Low back pain can range anywhere from a minor annoyance to a full-on debilitating condition. Luckily, many cases of moderate low back pain can be improved by doing stretches that target the muscles specifically involved in supporting the low back and the functioning of the low back. We spoke with Dr. Tim O’Neil, a board certified chiropractor, to find out what stretches he suggests to improve and/or prevent low back pain.

  1. The Bridge stretch is done by placing your hands and feet flat on the ground and arching your back as far from the ground as you can with your belly button toward the sky. You probably remember doing this one during your childhood. Dr. O’Neil says this is probably the best stretch you can do because it involves lots of extensor muscles and reinforces the natural arch in your back. He recommends holding the pose until it starts to hurt, then relax and do it once more… and don’t forget to squeeze your butt while doing the stretch!
  2. The Upward Dog Stretch is done by laying on your stomach and getting in a push up position. Then you raise your upper body, keeping your hips and legs where they are. This stretch improves low back and arch support. Just the same as the Bridge, hold this pose until it starts to hurt then relax and repeat. You should really feel a stretch in your abs while you pull tight with you low back and buttocks.
  3. The last stretch recommended by Dr. O’Neil is the Modified Locus Pose. To do this one, lay flat on your stomach with your arms stretched out above your head so that your body is in a straight line. Then lift your head up followed by you right arm and left leg straight toward the sky. Keep your torso and opposite arm and leg down. Hold the pose until it starts to hurt, release and relax and switch the arm and leg and repeat.

Dr. O’Neil points out that it is important to realize that if there is an underlying structural problem, no amount of stretching or exercise will help. “I recommend that you get a spinal evaluation by a chiropractor in your area and take the first step toward great back health!” he said. Learn more about Dr. Tim O’Neil at http://omega-chiropractic.com.

When talking about low back pain we can’t forget about those of you who are pregnant, because we all know how easily low back pain can develop during this time. Tracey Mallett (http://www.traceymallett.com), a world-renown fitness and wellness expert, and creator of the Booty Barre program, has a few suggestions that are great for pregnant women.

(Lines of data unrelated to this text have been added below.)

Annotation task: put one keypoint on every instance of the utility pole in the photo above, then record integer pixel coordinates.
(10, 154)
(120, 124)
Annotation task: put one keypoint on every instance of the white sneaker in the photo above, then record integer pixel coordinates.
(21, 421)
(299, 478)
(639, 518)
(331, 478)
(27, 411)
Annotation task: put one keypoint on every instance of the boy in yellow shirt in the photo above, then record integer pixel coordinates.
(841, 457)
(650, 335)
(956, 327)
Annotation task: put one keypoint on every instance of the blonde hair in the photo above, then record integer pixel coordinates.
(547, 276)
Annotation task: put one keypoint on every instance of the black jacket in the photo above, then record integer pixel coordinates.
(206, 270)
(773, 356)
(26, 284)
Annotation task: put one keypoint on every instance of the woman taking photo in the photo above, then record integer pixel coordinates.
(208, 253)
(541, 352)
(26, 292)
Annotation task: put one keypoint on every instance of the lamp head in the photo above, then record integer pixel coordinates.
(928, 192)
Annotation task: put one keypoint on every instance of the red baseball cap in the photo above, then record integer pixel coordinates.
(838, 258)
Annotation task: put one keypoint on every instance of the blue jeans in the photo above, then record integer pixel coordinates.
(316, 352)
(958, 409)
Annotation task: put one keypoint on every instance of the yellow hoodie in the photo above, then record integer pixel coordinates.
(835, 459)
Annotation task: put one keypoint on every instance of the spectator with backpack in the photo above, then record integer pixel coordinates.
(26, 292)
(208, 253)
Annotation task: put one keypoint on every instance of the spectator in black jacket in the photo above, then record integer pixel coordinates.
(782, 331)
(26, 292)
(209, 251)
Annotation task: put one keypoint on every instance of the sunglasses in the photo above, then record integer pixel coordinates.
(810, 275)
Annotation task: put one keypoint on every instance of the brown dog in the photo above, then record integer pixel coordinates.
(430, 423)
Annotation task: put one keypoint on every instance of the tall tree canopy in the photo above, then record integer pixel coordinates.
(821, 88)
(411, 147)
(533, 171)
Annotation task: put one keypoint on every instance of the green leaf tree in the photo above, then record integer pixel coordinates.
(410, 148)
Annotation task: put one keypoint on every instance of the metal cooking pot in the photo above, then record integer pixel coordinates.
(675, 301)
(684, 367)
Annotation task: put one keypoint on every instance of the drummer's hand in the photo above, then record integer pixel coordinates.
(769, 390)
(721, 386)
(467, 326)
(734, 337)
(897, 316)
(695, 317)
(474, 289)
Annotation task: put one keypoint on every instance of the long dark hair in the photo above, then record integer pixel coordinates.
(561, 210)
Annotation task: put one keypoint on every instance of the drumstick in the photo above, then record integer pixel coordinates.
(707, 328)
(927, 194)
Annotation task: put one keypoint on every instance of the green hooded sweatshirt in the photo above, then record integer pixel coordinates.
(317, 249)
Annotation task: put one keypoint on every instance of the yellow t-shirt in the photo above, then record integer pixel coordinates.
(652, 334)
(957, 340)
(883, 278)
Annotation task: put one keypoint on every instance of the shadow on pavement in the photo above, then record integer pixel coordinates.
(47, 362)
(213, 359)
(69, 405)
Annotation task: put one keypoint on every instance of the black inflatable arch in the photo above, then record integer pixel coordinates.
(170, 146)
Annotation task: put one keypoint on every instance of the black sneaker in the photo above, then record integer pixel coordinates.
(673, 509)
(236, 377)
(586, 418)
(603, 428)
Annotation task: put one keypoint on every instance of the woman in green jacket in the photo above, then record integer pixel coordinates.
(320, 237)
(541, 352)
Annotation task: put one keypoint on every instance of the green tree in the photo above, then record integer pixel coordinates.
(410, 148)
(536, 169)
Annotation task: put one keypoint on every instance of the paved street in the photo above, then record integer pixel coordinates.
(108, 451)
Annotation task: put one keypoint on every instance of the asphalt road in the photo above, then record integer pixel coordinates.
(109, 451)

The following exercises can be done safely throughout your pregnancy:

  1. Cat with Pillow – This stretch releases the lower back muscles. To do it, start on all fours with a pillow between your legs and with your spine in a neutral position. Then, exhale and draw your abs to your spine as you push away and round the upper back, stretching through the lower spine.  “Squeezing the pillow works the inner thighs and helps to activate the pelvic floor and deep abdominals or transverse abdominals,” Mallett said.
  2. The Hip Flexor Stretch – This stretch releases the hip flexors that pull on the pelvis and can cause some of the lower back pain. To do this one, sit on a chair for support in a lunge position, with your hips square to the side of the room. Next, focus on pressing the pelvis forward and drawing in the abs to release the hip flexors.